Very interesting stats.

Much of that has to do with order of import. After the module cache is filled in, subsequent imports won't do disk access. Due to loading order, importing netrender probably hits a lot of module not in the module cache that would also be imported by others later.

For example, 391 of these operations are for importing the webbrowser module, which does a lot of guessing for installed software by poking around. That module is also imported at runtime when clicking on a url link, but that then doesn't cost anything as its already in the cache.

If we want to benchmark individual modules/packages, it's important to do them without any others, otherwise the stats are heavily skewed by the module cache.

On the other hand, most of those operators are checks for non-existing files, you could try to force prefetches all you want, that won't do anything useful. It's also important to note that you probably get significantly more of these because of the changes to precompiled module caches in Python 3.2 (if I'm reading your logs correctly).

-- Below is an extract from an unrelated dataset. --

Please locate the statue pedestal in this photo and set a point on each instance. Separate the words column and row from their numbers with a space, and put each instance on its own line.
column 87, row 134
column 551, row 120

As for lazy loading, sure, that can be used to offset the loading cost by redistributing it at runtime, but aren't we complicating things for a gain that is very minimal here?

Martin
PS: Someone also asked me months ago if netrender could be moved to the extensions repo and I said yes, so that can probably help startup time a bit already (though, as I believe, this will probably just mean delaying module cache misses).